「緊急メッセージ11」
一昨日、山の学校のサフダル校長(故人)の次男バーゼット(バルフ大学生)から「私たちは大丈夫です」とメールがきました。一家がパンシールから無事の出られたと知ってホッとしました。しかし、翌日には、「障害のある兄弟(3人)がいるので、とても困っている。状況が落ち着くまで外国に出られたらと願っている。何とか助けてもらえないか」というメールが来ました。多くの住民が逃げた後の空き家にタリバン兵が寝泊まりしています。そうしたタリバンの中でも、パキスタン人やアラブ人の兵士が特に残虐な行為を働いています。
<パンシールを脱出する人々>
<パキスタンから次々に入ってくる軍事車両>
昨日は、S N Sに「投降して捕まった抵抗戦線の兵士を射殺する映像が流れました。
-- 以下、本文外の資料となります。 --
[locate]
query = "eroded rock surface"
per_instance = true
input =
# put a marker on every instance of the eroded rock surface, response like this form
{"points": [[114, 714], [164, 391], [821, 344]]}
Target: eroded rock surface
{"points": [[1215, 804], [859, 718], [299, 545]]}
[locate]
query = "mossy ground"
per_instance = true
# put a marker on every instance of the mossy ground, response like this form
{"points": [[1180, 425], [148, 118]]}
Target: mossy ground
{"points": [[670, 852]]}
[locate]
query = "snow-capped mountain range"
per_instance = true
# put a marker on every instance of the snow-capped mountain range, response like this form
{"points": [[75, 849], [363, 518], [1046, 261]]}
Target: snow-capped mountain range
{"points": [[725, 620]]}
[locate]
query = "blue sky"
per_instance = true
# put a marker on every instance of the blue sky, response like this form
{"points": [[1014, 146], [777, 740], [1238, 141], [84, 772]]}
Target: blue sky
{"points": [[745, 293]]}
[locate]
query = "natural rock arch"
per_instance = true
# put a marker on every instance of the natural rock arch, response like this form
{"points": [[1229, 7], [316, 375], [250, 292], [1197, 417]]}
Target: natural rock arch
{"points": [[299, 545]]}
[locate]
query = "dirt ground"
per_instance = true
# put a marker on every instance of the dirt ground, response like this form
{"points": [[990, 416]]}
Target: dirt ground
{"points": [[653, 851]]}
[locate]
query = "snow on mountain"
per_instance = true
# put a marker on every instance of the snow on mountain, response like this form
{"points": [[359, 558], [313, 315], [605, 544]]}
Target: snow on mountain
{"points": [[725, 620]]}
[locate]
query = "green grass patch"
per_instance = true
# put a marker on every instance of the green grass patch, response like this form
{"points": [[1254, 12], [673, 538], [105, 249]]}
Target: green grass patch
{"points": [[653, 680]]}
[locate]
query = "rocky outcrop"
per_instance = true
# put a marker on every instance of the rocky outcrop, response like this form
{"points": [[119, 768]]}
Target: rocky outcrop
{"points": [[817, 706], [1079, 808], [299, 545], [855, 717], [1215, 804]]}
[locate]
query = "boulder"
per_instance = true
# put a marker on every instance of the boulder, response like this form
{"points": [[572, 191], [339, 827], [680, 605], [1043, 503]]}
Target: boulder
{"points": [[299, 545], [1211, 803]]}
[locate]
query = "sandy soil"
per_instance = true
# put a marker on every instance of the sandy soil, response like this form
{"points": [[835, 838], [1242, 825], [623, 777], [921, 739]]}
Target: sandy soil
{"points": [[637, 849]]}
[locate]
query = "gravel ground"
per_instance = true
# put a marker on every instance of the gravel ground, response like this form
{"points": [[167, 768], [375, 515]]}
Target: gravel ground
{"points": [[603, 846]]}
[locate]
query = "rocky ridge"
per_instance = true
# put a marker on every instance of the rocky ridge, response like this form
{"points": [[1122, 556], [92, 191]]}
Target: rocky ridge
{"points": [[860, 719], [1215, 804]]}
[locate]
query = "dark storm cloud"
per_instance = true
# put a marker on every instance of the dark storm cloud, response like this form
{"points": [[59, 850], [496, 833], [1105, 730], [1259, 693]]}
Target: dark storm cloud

11歳から12歳くらいの少年を家族から引き離し、どこかの場所で監視下に置いているという情報も入っています。こうした人権抑圧、国際法違反が行われているのに、国連も西欧諸国も日本もそうしたことはあたかも存在しないように振る舞っていることに深い憤りを覚えます。そうした行いはいつが我が身に帰ってくる、と思うしかありません。
<西欧で抗議の声をあげる女の子>
カブールを初めとする都市部で、タリバンへの抗議デモが引き続き起きていますが、昨日はタリバン支持の女性デモがありました。強制されたのか自分の意思なのはわかりません。しかし、「ほら、タリバンを支持する女性もいるじゃないかと」という声が聞こえて来そうです。マスードの娘マリアンはtwitterで「私は彼女たちがどんな着衣をつけようと、それがどんなに極端なものであっても構わないと思う。ただ、ほかの人の自由や権利を迫害するのがいけないのです。彼女たちはほかの女性が声を上げられないという事実に目を向けていません」と批判しています。
<タリバンを支持する女性たちの集会>
21年前にマスードは「アフガニスタンの平和に関心を払わなかったら、平和を達成しようとするアフガニスタンの人々を助けなかったら、テロリズムは米国はほかの国々を必ずターゲットにしていくだろう」と世界に警告していました。
米国での多発テロを予言した言葉でもありましたが、それだけに止まらず世界の未来を予言しているのかもしれません、アフガニスタンでいま起きていることに関心を払わないということは、自分たちの問題にも関心を払えないということなのかもしれません。